Debugging-your-new-PL.md (4349B)
- ---
- title: Tips for debugging your new programming language
- date: 2021-08-11
- ---
- Say you're building a new (compiled) programming language from scratch. You'll
- inevitably have to debug programs written in it, and worse, many of these
- problems will lead you into deep magic, as you uncover problems with your
- compiler or runtime. And as you find yourself diving into the arcane arts, your
- tools may be painfully lacking: how do you debug code written in a language for
- which debuggers and other tooling simply has not been written yet?

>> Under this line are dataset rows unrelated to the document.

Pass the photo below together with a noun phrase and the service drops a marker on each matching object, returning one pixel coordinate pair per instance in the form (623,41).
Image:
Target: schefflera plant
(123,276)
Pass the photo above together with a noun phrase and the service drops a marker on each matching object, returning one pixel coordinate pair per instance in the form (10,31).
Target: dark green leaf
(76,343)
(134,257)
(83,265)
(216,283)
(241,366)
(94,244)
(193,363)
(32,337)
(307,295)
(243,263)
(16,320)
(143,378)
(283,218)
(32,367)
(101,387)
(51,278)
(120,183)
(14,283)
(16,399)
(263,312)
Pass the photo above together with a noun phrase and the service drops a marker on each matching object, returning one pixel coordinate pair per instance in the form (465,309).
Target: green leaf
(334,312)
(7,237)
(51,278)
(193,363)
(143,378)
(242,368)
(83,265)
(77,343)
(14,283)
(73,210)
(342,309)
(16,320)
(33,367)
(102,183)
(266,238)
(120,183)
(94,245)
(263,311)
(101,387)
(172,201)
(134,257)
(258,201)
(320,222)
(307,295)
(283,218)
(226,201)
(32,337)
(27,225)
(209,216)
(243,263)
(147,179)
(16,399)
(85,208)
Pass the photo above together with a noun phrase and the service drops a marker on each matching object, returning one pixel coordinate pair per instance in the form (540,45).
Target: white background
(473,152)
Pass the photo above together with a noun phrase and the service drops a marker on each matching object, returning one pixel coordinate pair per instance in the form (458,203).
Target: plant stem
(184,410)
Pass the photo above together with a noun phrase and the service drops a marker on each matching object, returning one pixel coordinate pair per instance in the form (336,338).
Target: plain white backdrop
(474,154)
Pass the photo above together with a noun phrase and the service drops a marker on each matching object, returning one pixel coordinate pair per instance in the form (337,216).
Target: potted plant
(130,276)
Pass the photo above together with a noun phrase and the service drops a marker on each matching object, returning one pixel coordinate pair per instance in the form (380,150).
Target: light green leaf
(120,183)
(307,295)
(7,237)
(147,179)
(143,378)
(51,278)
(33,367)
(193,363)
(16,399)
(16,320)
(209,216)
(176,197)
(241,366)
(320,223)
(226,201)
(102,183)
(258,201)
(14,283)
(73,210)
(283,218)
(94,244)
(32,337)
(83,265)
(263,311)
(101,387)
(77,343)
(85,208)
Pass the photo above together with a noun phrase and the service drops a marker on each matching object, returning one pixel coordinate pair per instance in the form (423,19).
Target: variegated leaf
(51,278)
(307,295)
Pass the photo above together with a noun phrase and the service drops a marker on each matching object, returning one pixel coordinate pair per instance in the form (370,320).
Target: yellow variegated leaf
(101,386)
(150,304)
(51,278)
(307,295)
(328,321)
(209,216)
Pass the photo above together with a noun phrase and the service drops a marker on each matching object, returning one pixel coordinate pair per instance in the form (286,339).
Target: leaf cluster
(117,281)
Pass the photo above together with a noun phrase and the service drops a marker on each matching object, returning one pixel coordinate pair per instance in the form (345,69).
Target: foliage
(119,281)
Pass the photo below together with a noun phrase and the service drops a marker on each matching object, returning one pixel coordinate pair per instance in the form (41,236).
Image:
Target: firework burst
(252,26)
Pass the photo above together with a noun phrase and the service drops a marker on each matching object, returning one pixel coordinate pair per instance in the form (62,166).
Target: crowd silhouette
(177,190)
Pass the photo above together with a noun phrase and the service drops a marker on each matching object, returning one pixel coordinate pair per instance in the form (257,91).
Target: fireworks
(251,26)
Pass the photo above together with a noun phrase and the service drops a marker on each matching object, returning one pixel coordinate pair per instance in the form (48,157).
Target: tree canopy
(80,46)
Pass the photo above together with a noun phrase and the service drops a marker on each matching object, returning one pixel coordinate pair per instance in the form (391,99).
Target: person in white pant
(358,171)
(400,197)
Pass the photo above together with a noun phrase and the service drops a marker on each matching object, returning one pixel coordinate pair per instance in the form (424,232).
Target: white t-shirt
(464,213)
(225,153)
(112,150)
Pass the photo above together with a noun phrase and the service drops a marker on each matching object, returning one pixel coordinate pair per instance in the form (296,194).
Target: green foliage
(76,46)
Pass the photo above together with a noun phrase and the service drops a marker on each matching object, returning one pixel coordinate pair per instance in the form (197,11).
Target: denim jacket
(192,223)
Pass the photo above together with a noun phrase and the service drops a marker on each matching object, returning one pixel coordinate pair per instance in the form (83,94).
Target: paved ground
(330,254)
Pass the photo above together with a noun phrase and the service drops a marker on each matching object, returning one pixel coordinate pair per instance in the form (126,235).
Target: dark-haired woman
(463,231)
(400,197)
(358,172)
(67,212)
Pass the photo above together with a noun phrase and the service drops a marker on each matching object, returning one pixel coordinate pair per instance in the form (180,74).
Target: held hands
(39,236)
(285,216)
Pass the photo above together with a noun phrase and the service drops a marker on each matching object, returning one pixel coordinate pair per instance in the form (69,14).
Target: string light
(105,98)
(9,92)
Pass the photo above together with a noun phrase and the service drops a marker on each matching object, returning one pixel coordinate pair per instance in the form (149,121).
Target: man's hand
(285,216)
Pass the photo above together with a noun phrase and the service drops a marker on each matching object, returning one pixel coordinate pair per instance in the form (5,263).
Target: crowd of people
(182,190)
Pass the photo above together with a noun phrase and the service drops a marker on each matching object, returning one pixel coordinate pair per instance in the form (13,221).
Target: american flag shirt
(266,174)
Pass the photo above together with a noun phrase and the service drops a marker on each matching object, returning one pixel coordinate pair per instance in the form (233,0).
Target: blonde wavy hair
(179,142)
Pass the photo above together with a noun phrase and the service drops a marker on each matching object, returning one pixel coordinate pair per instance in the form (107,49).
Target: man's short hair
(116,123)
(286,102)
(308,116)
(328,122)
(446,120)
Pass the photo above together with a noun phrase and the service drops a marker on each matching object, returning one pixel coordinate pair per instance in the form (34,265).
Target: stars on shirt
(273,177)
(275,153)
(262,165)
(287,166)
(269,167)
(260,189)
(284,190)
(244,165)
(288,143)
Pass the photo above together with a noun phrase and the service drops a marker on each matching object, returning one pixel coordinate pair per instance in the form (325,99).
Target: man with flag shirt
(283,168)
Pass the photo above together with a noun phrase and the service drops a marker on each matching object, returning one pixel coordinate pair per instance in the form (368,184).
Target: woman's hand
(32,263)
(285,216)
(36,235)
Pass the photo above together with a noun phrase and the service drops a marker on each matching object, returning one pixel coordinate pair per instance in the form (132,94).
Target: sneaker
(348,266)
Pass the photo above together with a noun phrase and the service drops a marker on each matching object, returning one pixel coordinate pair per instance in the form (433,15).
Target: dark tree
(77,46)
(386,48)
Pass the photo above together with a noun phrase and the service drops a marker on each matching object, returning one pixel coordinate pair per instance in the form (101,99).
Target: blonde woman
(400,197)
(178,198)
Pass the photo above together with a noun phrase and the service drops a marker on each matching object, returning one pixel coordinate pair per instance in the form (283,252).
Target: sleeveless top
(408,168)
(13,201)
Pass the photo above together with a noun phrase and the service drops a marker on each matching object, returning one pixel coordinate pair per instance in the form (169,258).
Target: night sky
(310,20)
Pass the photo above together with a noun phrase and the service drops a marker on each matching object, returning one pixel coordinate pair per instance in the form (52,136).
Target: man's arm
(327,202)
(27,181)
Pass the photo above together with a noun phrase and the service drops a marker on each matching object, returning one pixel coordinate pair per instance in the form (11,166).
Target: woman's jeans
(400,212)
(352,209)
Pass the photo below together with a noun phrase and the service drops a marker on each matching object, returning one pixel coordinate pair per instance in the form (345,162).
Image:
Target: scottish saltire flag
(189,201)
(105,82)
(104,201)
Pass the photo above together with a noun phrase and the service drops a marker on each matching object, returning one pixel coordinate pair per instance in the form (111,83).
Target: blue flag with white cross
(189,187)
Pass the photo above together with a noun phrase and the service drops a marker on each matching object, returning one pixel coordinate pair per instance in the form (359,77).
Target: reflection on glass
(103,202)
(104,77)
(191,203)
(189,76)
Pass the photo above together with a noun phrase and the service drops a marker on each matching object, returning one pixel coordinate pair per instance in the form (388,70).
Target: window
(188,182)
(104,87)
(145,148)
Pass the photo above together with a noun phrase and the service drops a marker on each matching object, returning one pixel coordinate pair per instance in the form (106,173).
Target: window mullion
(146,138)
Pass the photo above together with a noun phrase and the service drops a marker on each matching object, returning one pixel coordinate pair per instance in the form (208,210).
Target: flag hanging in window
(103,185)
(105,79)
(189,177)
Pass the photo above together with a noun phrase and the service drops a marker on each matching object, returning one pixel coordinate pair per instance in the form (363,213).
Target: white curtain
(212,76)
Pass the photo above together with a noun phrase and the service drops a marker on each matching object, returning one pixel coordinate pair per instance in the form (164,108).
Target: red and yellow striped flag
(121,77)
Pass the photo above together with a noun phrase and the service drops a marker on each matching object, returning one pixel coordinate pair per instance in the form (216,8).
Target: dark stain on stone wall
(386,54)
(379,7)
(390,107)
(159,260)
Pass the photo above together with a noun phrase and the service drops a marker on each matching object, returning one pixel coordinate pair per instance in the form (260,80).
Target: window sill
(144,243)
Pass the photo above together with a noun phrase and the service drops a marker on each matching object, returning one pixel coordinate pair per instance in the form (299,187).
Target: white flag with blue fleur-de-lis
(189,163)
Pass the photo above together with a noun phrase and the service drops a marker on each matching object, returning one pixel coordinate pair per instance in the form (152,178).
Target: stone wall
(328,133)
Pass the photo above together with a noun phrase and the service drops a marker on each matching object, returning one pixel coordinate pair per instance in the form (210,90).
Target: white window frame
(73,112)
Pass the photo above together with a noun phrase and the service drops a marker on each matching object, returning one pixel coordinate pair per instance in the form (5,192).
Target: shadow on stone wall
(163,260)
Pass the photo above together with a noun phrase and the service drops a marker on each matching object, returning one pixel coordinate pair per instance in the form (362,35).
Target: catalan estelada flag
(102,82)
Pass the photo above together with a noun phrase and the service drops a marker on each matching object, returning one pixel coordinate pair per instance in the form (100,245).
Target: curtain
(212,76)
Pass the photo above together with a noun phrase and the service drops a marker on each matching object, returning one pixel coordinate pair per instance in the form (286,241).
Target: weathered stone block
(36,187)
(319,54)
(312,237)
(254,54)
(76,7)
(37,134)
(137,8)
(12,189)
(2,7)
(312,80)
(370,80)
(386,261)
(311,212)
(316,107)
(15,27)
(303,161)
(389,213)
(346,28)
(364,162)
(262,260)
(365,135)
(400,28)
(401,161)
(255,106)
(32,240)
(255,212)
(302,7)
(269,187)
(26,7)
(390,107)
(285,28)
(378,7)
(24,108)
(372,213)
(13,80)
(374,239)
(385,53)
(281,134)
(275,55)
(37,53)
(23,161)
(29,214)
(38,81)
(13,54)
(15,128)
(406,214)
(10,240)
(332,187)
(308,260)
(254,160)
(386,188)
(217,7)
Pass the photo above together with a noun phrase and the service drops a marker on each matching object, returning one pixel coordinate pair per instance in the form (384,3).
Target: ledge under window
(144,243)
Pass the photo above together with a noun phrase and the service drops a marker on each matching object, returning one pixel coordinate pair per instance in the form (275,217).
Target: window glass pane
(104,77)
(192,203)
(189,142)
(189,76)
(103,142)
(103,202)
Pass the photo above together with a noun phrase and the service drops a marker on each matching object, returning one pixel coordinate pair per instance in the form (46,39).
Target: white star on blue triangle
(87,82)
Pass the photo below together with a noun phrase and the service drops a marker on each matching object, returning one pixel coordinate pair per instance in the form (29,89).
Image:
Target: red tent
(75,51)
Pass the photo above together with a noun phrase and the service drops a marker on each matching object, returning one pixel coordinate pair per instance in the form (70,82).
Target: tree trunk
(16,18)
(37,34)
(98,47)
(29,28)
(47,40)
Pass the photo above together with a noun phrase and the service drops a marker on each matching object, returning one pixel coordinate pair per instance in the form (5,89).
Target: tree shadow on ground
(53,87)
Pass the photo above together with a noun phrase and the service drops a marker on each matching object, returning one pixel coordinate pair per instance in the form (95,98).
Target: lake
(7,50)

- In the implementation of my own programming language, I have faced this problem
- many times, and developed, by necessity, some skills around debugging with
- crippled tools that may lack an awareness of your language. Of course, the
- ultimate goal is to build out first-class debugging support, but we must have a
- language in the first place before we can write tools to debug it. If you find
- yourself in this situation, here are my recommendations.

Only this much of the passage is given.